Di masa lalu, Asia merupakan pusat peradaban dunia dan hampir seluruh agama besar dunia lahir dan berkembang di Asia. Agama menjadi salah satu faktor dalam pertumbuhan peradaban Asia yang melahirkan warisan dunia yang tak ternilai hingga saat ini.

Oswald Spengler, seorang sejarawan, menulis buku yang berjudul The Decline of the West yang pertama kali terbit pada 1918. Dalam buku dua jilid tersebut memaparkan asal usul peradaban barat dan ia mengungkapkan bahwa kemunduran peradaban Barat sudah dimulai sejak abad 20. 

Jika melihat kondisi saat ini, meski Amerika Serikat (AS) merupakan negara yang kuat dan banyak Negara Asia yang masih bergantung dengan AS dalam ekonomi, politik, dan militer, akan tetapi kebangkitan Cina dalam bidang ekonomi, ilmu pengetahuan, dan teknologi membuat AS mau tidak mau “terkejut”. Dan pada akhirnya AS harus menggantungkan diri kepada Cina dalam aspek ekonomi dan devisanya.

Melihat Cina yang bangkit melesat bahkan menyusul kemajuan Jepang, membuat kita bertanya-tanya, apakah Indonesia juga mampu bangkit? Tentunya Indonesia harus melihat apa saja yang perlu dipenuhi sebelum mengikuti jejak Cina. Hal pertama ialah stabilitas politik. 

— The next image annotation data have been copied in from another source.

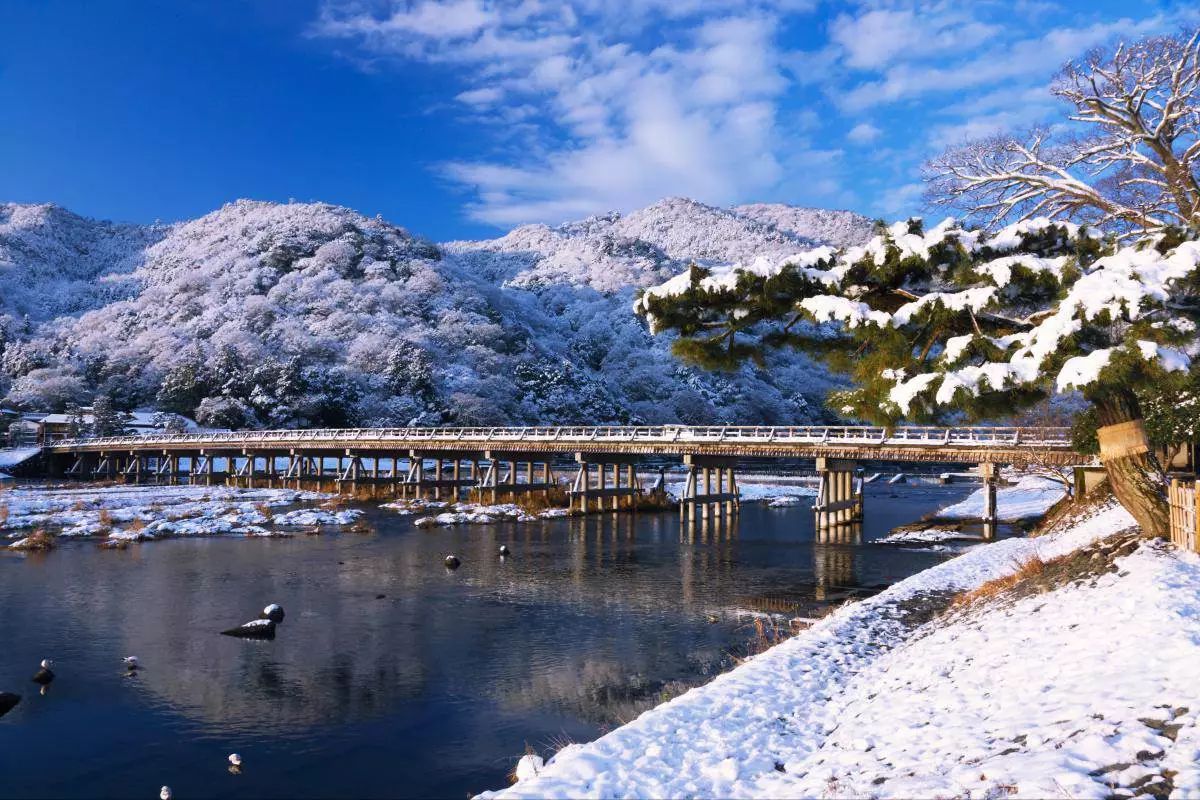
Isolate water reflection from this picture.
[0,487,964,796]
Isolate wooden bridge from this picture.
[43,425,1087,537]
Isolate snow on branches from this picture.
[635,212,1200,422]
[928,31,1200,236]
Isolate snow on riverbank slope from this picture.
[936,475,1067,522]
[0,486,362,540]
[484,505,1200,798]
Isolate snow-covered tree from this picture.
[91,395,130,437]
[928,30,1200,236]
[635,218,1200,535]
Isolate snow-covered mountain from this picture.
[0,203,167,321]
[0,198,871,426]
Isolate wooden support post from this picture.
[979,464,1000,542]
[625,464,642,511]
[612,464,620,511]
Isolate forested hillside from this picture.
[0,198,870,427]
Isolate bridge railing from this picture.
[47,425,1072,450]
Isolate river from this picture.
[0,485,971,799]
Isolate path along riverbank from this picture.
[481,500,1200,798]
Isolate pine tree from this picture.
[67,405,90,439]
[91,395,130,437]
[635,219,1200,535]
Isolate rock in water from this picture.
[512,753,545,781]
[0,692,20,717]
[221,619,275,639]
[34,658,54,686]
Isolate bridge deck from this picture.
[46,426,1090,465]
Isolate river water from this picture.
[0,485,971,799]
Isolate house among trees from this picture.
[5,402,200,447]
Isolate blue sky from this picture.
[0,0,1196,240]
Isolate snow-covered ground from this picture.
[936,475,1067,522]
[484,505,1200,798]
[667,481,817,503]
[872,528,978,549]
[398,503,570,528]
[0,486,362,541]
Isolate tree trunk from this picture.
[1093,390,1171,539]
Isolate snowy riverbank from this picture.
[485,496,1200,798]
[0,486,362,542]
[935,475,1067,522]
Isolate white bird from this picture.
[34,658,54,693]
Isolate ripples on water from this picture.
[0,486,970,799]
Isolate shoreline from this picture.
[479,489,1200,798]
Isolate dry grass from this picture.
[320,494,347,511]
[950,528,1142,610]
[515,487,570,515]
[952,555,1060,606]
[12,528,54,552]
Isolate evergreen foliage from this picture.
[636,219,1200,425]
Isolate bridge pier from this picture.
[570,452,642,513]
[679,453,742,523]
[474,450,558,505]
[812,457,863,541]
[401,450,479,500]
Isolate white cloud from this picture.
[829,6,998,70]
[874,181,925,219]
[312,0,1195,225]
[838,16,1174,112]
[455,86,504,106]
[846,122,883,144]
[317,0,830,225]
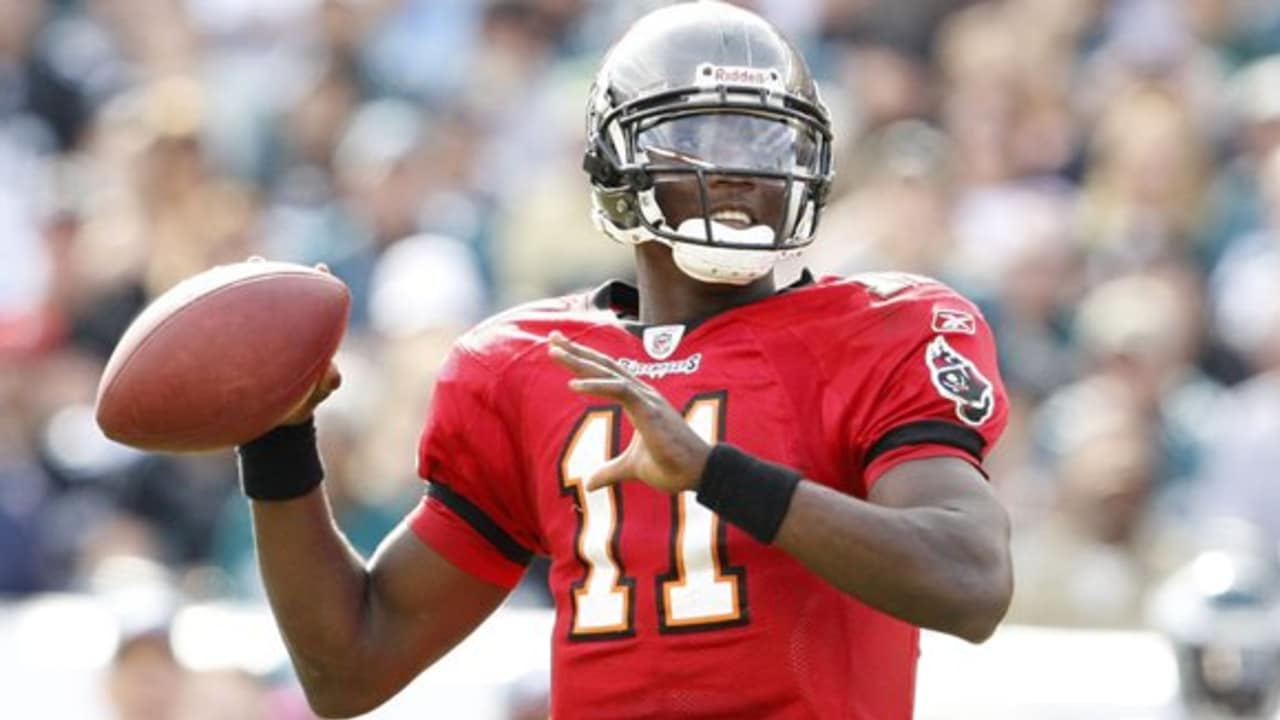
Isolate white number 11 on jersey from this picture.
[559,392,745,638]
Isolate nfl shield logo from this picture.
[644,325,685,360]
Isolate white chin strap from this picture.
[664,218,782,284]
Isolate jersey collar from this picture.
[589,268,814,320]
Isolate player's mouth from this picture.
[712,208,755,229]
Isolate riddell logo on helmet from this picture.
[696,63,782,87]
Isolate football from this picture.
[96,260,351,452]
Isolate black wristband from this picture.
[236,420,324,501]
[698,442,803,544]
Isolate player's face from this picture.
[654,173,786,229]
[637,113,818,231]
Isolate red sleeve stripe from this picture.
[426,482,534,565]
[863,420,987,468]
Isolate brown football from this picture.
[97,261,351,452]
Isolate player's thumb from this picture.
[586,451,632,489]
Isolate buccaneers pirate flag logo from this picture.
[924,336,996,425]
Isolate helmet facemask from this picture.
[584,65,831,284]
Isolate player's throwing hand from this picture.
[549,332,712,493]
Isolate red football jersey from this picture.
[412,274,1007,720]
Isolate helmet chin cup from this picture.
[668,218,782,284]
[669,242,782,286]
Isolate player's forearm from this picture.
[252,488,369,697]
[776,482,1012,642]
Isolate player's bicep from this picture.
[868,457,1010,556]
[868,457,1004,512]
[362,520,508,698]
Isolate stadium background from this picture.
[0,0,1280,720]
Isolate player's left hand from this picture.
[549,332,712,493]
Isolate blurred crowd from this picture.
[0,0,1280,717]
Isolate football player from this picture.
[241,1,1012,720]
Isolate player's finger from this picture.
[568,378,640,406]
[552,332,631,378]
[586,452,635,491]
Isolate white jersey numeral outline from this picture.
[561,392,746,639]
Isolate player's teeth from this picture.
[712,210,751,225]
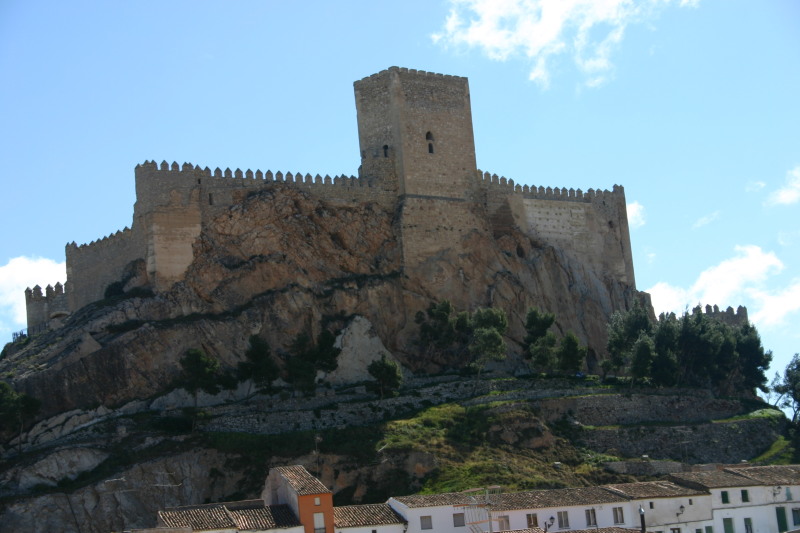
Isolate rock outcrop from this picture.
[0,184,639,416]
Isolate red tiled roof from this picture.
[499,526,652,533]
[333,503,405,528]
[273,465,331,496]
[394,487,628,511]
[725,465,800,485]
[158,500,300,531]
[603,481,708,499]
[669,470,760,489]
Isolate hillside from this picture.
[0,370,785,532]
[0,167,785,532]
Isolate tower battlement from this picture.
[26,67,635,327]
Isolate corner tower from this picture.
[354,67,477,200]
[354,67,486,272]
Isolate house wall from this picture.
[297,493,333,533]
[711,486,800,533]
[625,495,713,533]
[336,524,405,533]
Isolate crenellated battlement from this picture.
[67,226,133,250]
[354,67,467,83]
[25,282,69,335]
[136,161,360,187]
[477,169,625,202]
[26,66,635,340]
[692,305,749,327]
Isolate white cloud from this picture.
[628,202,645,229]
[0,257,67,331]
[744,181,767,192]
[778,230,800,247]
[432,0,697,88]
[766,165,800,205]
[692,211,719,229]
[750,279,800,326]
[646,245,800,327]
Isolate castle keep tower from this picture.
[21,67,635,331]
[354,67,481,267]
[354,67,477,200]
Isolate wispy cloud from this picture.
[0,257,67,334]
[432,0,698,88]
[628,202,645,229]
[750,279,800,326]
[744,181,767,192]
[766,165,800,205]
[646,245,800,326]
[692,211,719,229]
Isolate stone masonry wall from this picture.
[32,67,634,328]
[66,228,145,311]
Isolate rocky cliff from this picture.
[0,183,637,415]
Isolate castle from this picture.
[26,67,635,333]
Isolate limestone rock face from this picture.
[324,316,394,385]
[0,447,108,492]
[0,183,639,416]
[2,450,241,533]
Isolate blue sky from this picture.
[0,0,800,382]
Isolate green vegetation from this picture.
[0,381,42,452]
[770,354,800,424]
[603,302,772,396]
[367,354,403,400]
[415,300,508,377]
[286,329,341,394]
[523,307,588,375]
[237,335,279,396]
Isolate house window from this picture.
[557,511,569,529]
[722,518,736,533]
[314,513,325,533]
[497,515,511,531]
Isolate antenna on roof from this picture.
[454,485,508,533]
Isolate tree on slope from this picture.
[0,381,42,453]
[237,335,279,396]
[557,331,586,374]
[367,354,403,400]
[775,354,800,423]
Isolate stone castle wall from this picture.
[25,283,69,334]
[65,228,144,312]
[23,67,635,327]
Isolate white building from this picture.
[670,465,800,533]
[143,465,800,533]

Contohnya memperkuat demokrasi Indonesia dengan tiga hal, yaitu basis konstitusional-legal, kelembagaan (partai politik, legislatif, dan eksekutif), dan budaya politik. Selain aspek pemerintahan, prasyarat mutlak untuk kebangkitan peradaban ialah pendidikan. Penilaian pendidikan bukan hanya dari pemerataan tetapi kualitas pendidikan itu sendiri. 

Di Indonesia tentunya membangun kualitas itu mulai tingkat dasar, menengah, sampai Perguruan Tinggi (Kampus). Harapannya perguruan tinggi bukan hanya sebagai institusi pengajaran tetapi juga sekaligus sebagai institusi berbasis riset.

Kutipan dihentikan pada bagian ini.